Fig. 16(a) shows the ratio of task scheduling latency ( $t_{ts}$ ) and task aggregation latency ( $t_{agg}$ ) for various batch sizes. The task scheduling overhead is negligible when  $t_{ts}/t_{agg} < 1$  (TS-Negligible) and the bottleneck when  $t_{ts}/t_{agg} > 1$  (TS-Bound). We observe that the aggregation engines transition from TS-Bound to TS-Negligible as the batch size increases and graphs with a low feature length or low average degree require a larger batch size to cover the overhead. When batch size is above 500,  $t_{ts}$  is smaller than  $t_{agg}$  for all the datasets.

#### G. Energy and Area Analysis

Fig. 15 shows the energy breakdown of SCALE compared to baselines normalized to AWB-GCN. SCALE reduces the average DRAM and Global Buffer energy consumption by 36.8% and 53.2%, respectively.

The energy reduction results are from higher intermediate data reuse at the register level, thereby reducing read/write operations to Global Buffer and DRAM. This allows for efficient usage of on-chip storage leading to higher input data reuse.

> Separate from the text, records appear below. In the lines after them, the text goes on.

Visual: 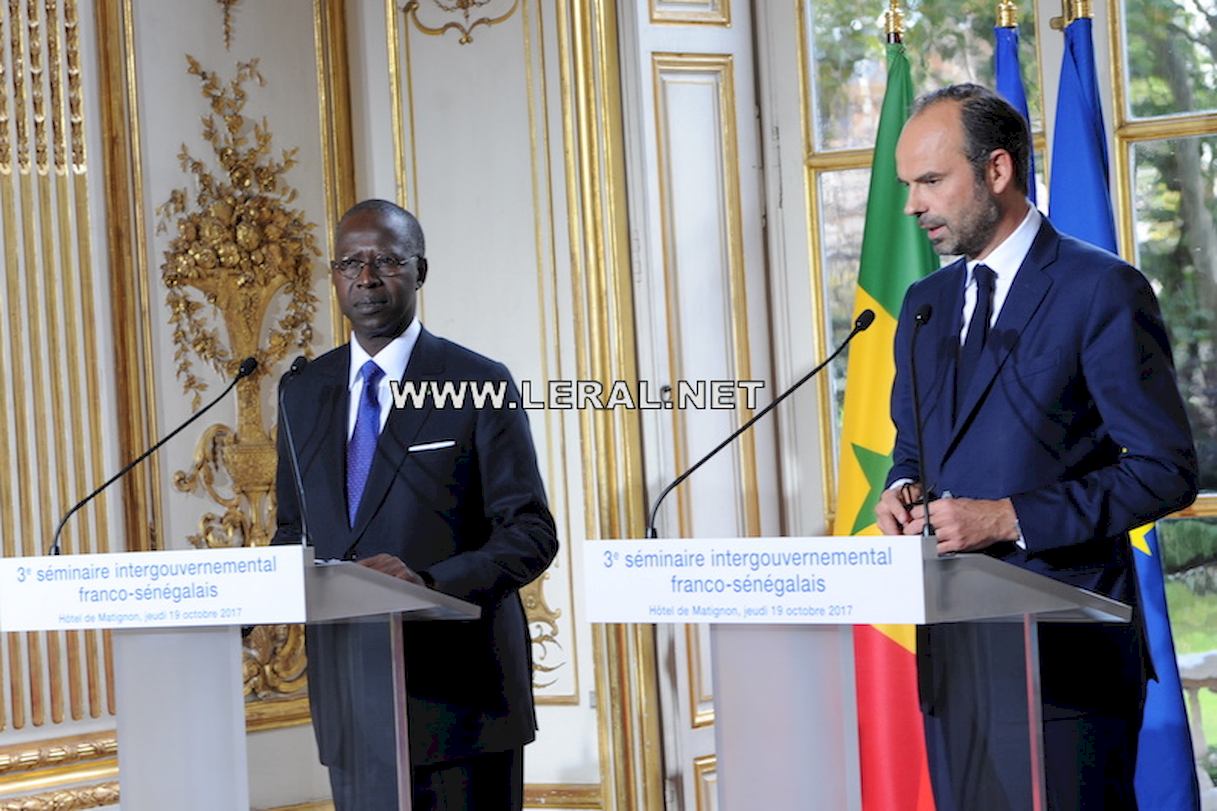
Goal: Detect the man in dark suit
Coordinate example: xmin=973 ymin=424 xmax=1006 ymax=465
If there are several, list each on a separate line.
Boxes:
xmin=273 ymin=199 xmax=559 ymax=810
xmin=875 ymin=85 xmax=1197 ymax=809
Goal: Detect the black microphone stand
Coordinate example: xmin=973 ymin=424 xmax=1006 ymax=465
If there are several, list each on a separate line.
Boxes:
xmin=645 ymin=309 xmax=876 ymax=538
xmin=910 ymin=304 xmax=936 ymax=539
xmin=48 ymin=357 xmax=259 ymax=556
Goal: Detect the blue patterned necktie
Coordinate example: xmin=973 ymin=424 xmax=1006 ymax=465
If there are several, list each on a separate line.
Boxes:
xmin=955 ymin=264 xmax=996 ymax=420
xmin=346 ymin=360 xmax=384 ymax=525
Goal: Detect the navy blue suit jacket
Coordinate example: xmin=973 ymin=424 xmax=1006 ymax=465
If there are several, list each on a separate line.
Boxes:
xmin=273 ymin=328 xmax=558 ymax=765
xmin=887 ymin=219 xmax=1197 ymax=714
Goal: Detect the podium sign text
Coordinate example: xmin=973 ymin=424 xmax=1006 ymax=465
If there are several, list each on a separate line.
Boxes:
xmin=0 ymin=546 xmax=307 ymax=631
xmin=584 ymin=536 xmax=926 ymax=624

The intermediate data reuse will increase the number of read/write at the register level in SCALE, as such it exhibits a  $5.72 \times$  Local Buffer energy consumption on average as compared to prior works. Meanwhile, Reddit presents a



Figure 15: Energy Breakdown.

large portion of mutually shared vertices, which translates to a higher reduction in DRAM and Global Buffer access in ReGNN. For Nell, with a large feature length, the benefits of intermediate data reuse become more significant. Fig. 16(b) shows the breakdown of the total die area of SCALE. Storage components like Global Buffer and Local Buffer account for 81.4% of the total area, whereas the MACs and Task Control occupy 12.2% and 6.4% of the total die area, respectively.

## VIII. RELATED WORK

### A. GCN Accelerators

GCN is one of the most prevalent GNN variants which allows the application of convolutional layers directly on graph-structured data. A variety of accelerators have been developed to enhance GCN performance. For example, AWB-GCN [2] employs a runtime workload rebalancing scheme to redistribute uneven workload through an all-to-all network. GCNAX [1] exploits loop fusion and reordering to unify the computation characteristics of both GCN phases while reducing off-chip memory access. I-GCN [22] employs a breadth-first search algorithm to extract dense matrix regions, thus improving computation efficiency and data locality. GCOD [57] decouples dense and sparse regions of the adjacency matrix and accelerates them in different computing engines. REFLIP [58] and PIM-GCN [59] accelerate GCN in the form of matrix-vector multiplication in crossbar-based processing-in-memory (PIM) architecture. However, prior research mostly focuses on analog computing, and their proposed design is unable to support complex GNN models with search and comparison functions. Furthermore, these GCN accelerators employ spatial or SIMD architectures adapting to graph irregularity, so intermediate and partial results are hardly reused at the register level.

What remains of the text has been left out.